Thursday, February 4, 2010

The truth with this post.....

I noticed myself in one of my friend's sidebars, and well, with my "last post" being seven months ago, I felt kinda sad.

I don't post a lot, because I have such visions of beautiful pictures, and delicously profound words, (I am capable of both, you know) and yet it seems I rarely take the time to craft them.  So sorry.  If any of you might really care. 

Deep thought of lately circle around Zen and The Art of Motorcycle Maintenance by Robert Persig.  What an odd book.  So full of importantly deep and difficult concepts, and yet bogged down with the pathetic father-son story. 

One idea perhaps:  Persig speaks of "knowing" things.  He asks the question framed by Kant:  "Are we capable of knowing something a priori (before it is physically before us)?  Kant was a little confusing for me, but my own take and take-off of his ideas is (are)  that the broader and deeper our knowledge base is, the more substance, form, categories, we are familiar with.  This leads us to be able to begin the understand, to perceive, to envision more and more truth (quality) around us.  

I simplify it by likening it to explaining a crochet pattern to someone who is competant at crocheting versus someone who has never done it before.  Because of a previous familiarty with the vocabulary, the forms, the patterns, someone who has crocheted before can easily visualize a new article made from a pattern that they are not specifically aware of.  The latter will most likely have a very difficult time. 

Even though this is a very simplified example, we can see how it can apply to the deepest questions of our being.  All of our previous experience, and knowledge really colors our lenses.  Try to consider how an astro-physicist might examine a starry night.  Would the physicist see things, understand things that are so blatantly clear and visible - and yet might be so completely obscured to someone else.  Could the physicist better understand and see an emerging truth in the universe?


Walt Whitman

                A NOISELESS, patient spider,


I mark’d, where, on a little promontory, it stood, isolated;

Mark’d how, to explore the vacant, vast surrounding,

It launch’d forth filament, filament, filament, out of itself;

Ever unreeling them—ever tirelessly speeding them. 5



And you, O my Soul, where you stand,

Surrounded, surrounded, in measureless oceans of space,

Ceaselessly musing, venturing, throwing,—seeking the spheres, to connect them;

Till the bridge you will need, be form’d—till the ductile anchor hold;

Till the gossamer thread you fling, catch somewhere, O my Soul.

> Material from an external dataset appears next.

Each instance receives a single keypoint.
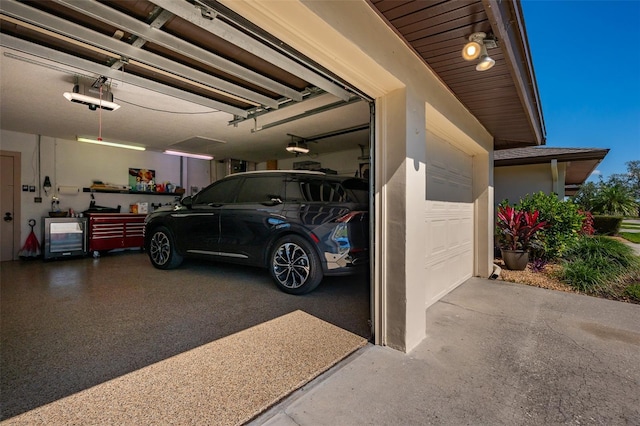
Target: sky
(586, 58)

Are you filling your mind with knowledge broad enough and deep enough, that your bridge will be built as you connect, connect, connect, and sift for truth all around you.  The clear and the obscure, the new and the old.  Will you be prepared for what stands ahead?

2 comments:

mama of many said...

Be still my beating heart. Steph has immerged from her very real life to bless us with a blog.

Idaho Sutters said...

I love it when you write. You are always so profound. I feel smarter after reading your words.

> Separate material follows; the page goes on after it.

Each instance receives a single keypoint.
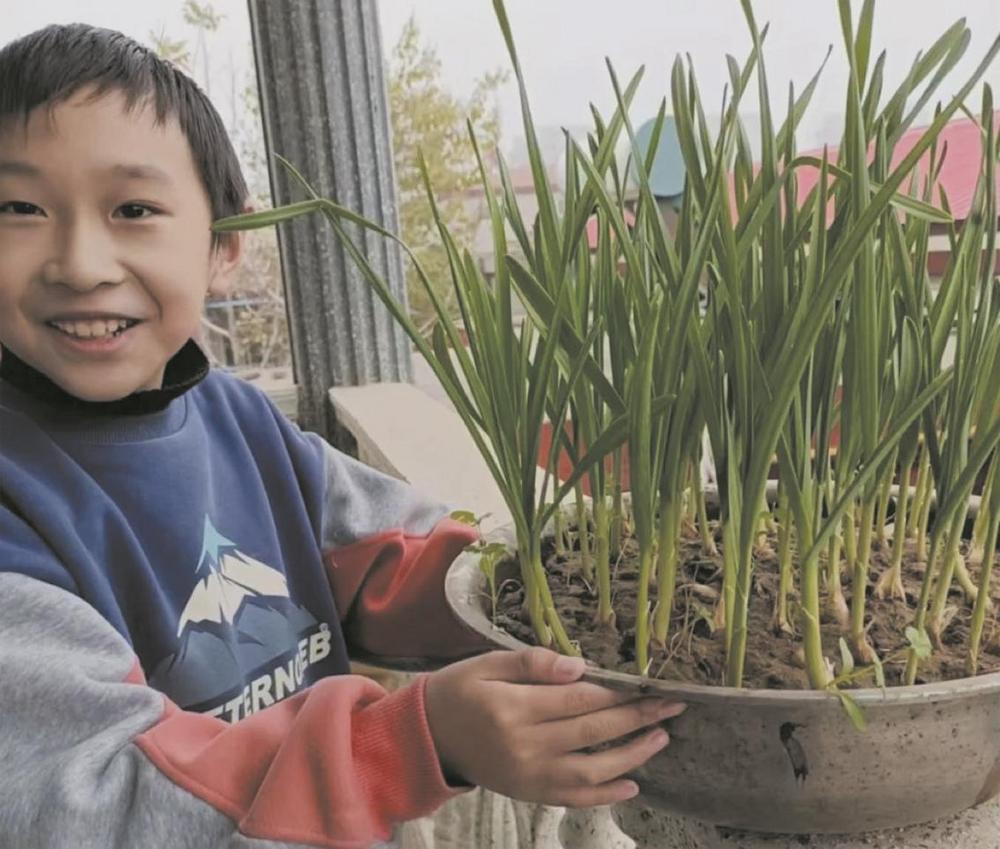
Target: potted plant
(838, 574)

Comparing crocheting to reading and thinking though? Haha. That makes me smile. My anti-craft hackles were coming up. How dare thou tread on the hallowed grounds of reading and thoughts will images of crocheting? You have me it stitches, wait that's a craft too. Sigh. I'll forebear the crafting references for now if I must.

P.S. I enjoy visiting with you so often. You give me so much to think about.